= Rancho Tinaquaic =

Land grant in California

Rancho Tinaquaic was a 8875 acre Mexican land grant in present-day Santa Barbara County, California given in 1837 by Governor Juan B. Alvarado to Víctor Pantaleón Linares. Benjamin Foxen who had later purchased the Rancho was the claimant in the 1852 land case. The grant comprised most of what is now known as Foxen Canyon, northeast of Los Alamos.

==History==
The original grant of the two leagues of Rancho Tinaquaic was made in 1837, the grantee was Víctor Pantaleón Linares a Mexican soldier who had come to California in the 1820s. It subsequently came into the hands of William B. Foxen, the claimant before the Land Commission in 1852.

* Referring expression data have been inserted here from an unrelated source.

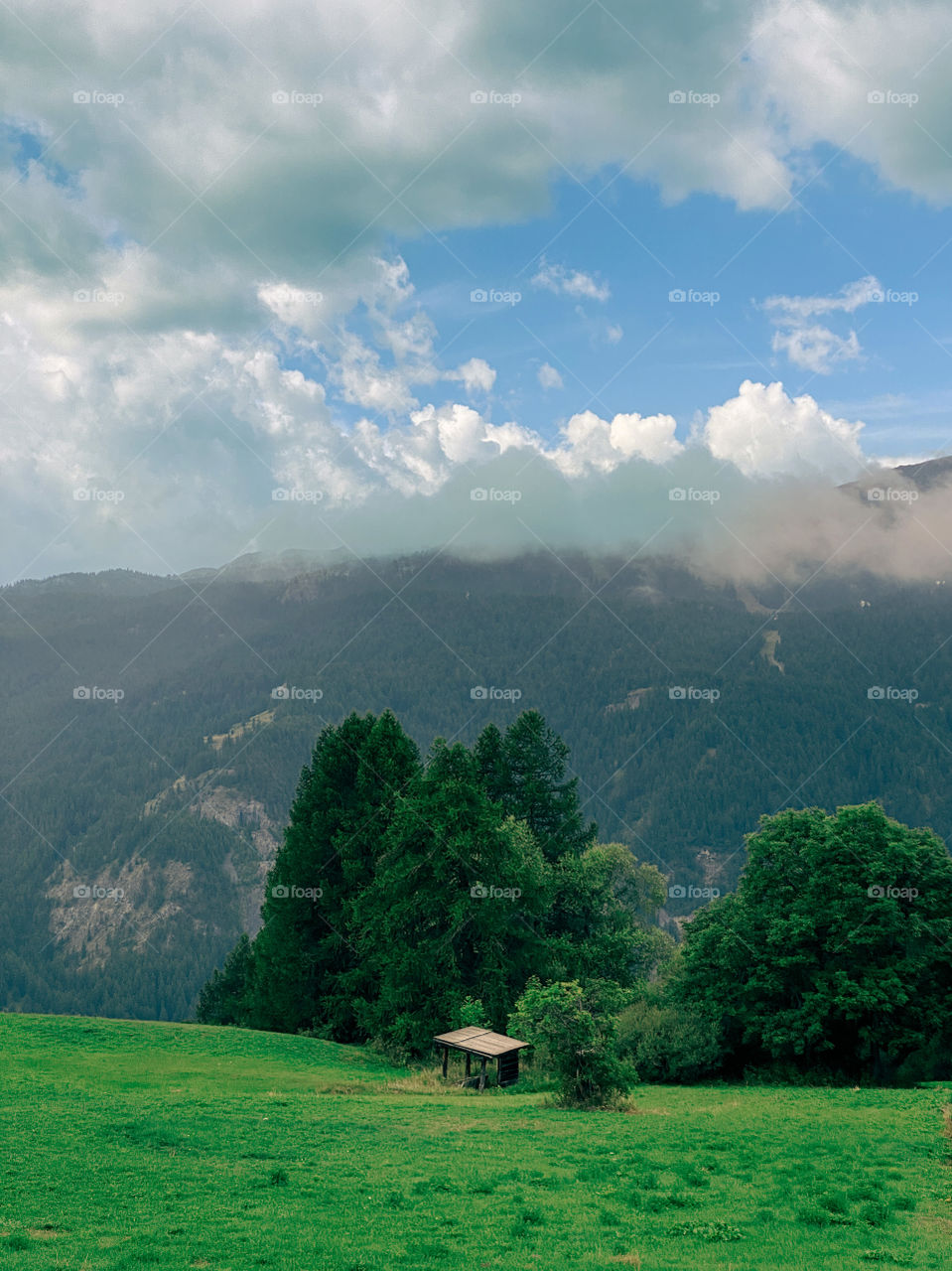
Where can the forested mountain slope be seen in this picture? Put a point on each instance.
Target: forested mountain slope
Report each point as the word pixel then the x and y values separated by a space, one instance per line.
pixel 175 793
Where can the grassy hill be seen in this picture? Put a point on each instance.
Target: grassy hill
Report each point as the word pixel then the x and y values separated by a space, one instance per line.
pixel 132 1145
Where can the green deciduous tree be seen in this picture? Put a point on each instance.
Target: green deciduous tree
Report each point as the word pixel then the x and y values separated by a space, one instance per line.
pixel 574 1027
pixel 835 952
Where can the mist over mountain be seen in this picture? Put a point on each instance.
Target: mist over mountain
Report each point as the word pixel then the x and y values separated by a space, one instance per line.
pixel 157 726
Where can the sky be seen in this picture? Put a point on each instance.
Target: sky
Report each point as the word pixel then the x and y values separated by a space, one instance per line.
pixel 375 276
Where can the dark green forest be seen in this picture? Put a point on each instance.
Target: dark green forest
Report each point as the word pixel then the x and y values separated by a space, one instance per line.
pixel 132 794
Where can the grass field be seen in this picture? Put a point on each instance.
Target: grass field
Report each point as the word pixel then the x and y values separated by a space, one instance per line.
pixel 130 1145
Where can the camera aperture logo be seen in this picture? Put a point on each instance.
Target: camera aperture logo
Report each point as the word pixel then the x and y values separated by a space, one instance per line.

William Benjamin (Guillermo Domingo) Foxen (1798-1874), a native of Norwich, England was a seaman who came to Santa Barbara in 1828, in the ship Courier. Foxen left the ship and later after converting to the Catholic religion, was baptized as Guillermo Domingo Foxen. He married Eduarda Osuña, the stepdaughter of Tomás Olivera of Rancho Tepusquet in 1831. He had three children with his wife, and was engaged in trade in Santa Barbara. In 1837, at the age of 38 he became a naturalized Mexican citizen. Foxen acquired the two square league grant of Rancho Tinaquaic, just upstream from his father-in-law's rancho, probably in 1842. The map of the Tinaquaic rancho, Diseño del Rancho Tinaquaic for the grant dates from 1842. 1842 is the same year that Víctor Pantaleón Linares, the original grantee of Rancho Tinaquaic, was granted Rancho Cañada de los Osos nearby San Luis Obispo where Linares had moved in 1839 and settled in the town as the Mission majordomo and alférez in the local militia.

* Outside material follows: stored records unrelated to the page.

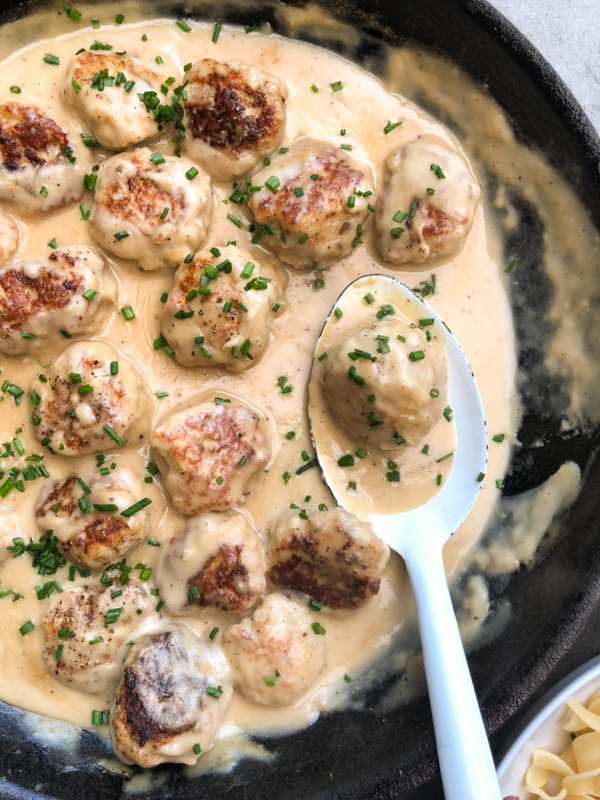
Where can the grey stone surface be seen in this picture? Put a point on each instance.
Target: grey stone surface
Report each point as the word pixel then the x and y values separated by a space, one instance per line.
pixel 567 33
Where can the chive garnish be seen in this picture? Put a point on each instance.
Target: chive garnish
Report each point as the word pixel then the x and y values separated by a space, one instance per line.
pixel 129 512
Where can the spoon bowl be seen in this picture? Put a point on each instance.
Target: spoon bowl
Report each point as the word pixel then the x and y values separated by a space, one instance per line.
pixel 418 535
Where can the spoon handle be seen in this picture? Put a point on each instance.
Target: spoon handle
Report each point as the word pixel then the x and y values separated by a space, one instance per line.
pixel 466 762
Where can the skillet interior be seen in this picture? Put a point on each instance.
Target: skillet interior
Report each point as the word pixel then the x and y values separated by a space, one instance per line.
pixel 363 754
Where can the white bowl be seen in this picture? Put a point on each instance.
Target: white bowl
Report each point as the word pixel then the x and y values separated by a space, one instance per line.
pixel 543 725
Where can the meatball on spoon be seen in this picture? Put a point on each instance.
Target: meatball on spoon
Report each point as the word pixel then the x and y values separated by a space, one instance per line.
pixel 419 534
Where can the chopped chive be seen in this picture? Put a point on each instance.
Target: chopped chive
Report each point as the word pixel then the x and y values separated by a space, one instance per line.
pixel 273 182
pixel 113 435
pixel 391 126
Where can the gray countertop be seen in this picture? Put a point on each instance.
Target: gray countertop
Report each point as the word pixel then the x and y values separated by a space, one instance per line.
pixel 567 34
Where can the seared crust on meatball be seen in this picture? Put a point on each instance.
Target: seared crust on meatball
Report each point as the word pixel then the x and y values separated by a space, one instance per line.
pixel 117 118
pixel 94 537
pixel 9 238
pixel 235 116
pixel 83 407
pixel 318 225
pixel 275 654
pixel 150 213
pixel 214 316
pixel 430 190
pixel 41 163
pixel 215 560
pixel 42 296
pixel 398 400
pixel 210 452
pixel 76 617
pixel 330 556
pixel 174 694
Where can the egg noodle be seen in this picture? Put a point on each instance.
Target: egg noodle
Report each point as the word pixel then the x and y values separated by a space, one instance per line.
pixel 577 768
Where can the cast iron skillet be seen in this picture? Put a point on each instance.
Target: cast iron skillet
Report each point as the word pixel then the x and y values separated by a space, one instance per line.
pixel 359 755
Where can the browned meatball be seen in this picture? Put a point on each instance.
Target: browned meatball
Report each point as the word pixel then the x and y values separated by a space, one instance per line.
pixel 118 118
pixel 216 560
pixel 83 647
pixel 174 694
pixel 90 527
pixel 235 115
pixel 85 405
pixel 42 296
pixel 42 164
pixel 276 655
pixel 210 452
pixel 148 212
pixel 428 201
pixel 228 322
pixel 329 555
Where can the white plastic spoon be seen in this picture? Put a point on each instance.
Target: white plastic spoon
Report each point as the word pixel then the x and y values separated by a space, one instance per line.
pixel 418 535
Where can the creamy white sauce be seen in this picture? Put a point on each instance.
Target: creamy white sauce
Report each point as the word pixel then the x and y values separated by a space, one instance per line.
pixel 470 296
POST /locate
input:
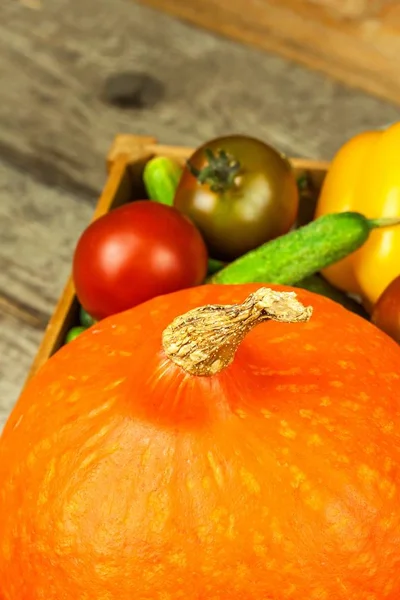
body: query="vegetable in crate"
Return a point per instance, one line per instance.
(161, 176)
(365, 176)
(317, 284)
(386, 311)
(135, 252)
(201, 445)
(240, 193)
(303, 251)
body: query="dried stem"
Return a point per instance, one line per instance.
(204, 340)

In 1846 during the Mexican–American War, Foxen guided John C. Frémont over the Santa Ynez Mountains at San Marcos Pass. The Californios felt he was a traitor to his adopted country Mexico, and his property was raided several times. In a confrontation in 1848, Foxen killed Agustín Dávila of Rancho Corral de Cuati. Foxen was sentenced to four years in jail.

With the cession of California to the United States following the Mexican–American War, the 1848 Treaty of Guadalupe Hidalgo provided that the land grants would be honored. As required by the Land Act of 1851, a claim for Rancho Tinaquaic was filed with the Public Land Commission in 1852, and the grant was patented to Benjamin Foxen in 1872.

==Historic sites of the Rancho==
- Benjamin Foxen Memorial Chapel. The San Ramon Chapel was built in 1875 by son-in-law and his daughter, Frederick and Ramona (Foxen) Wickenden.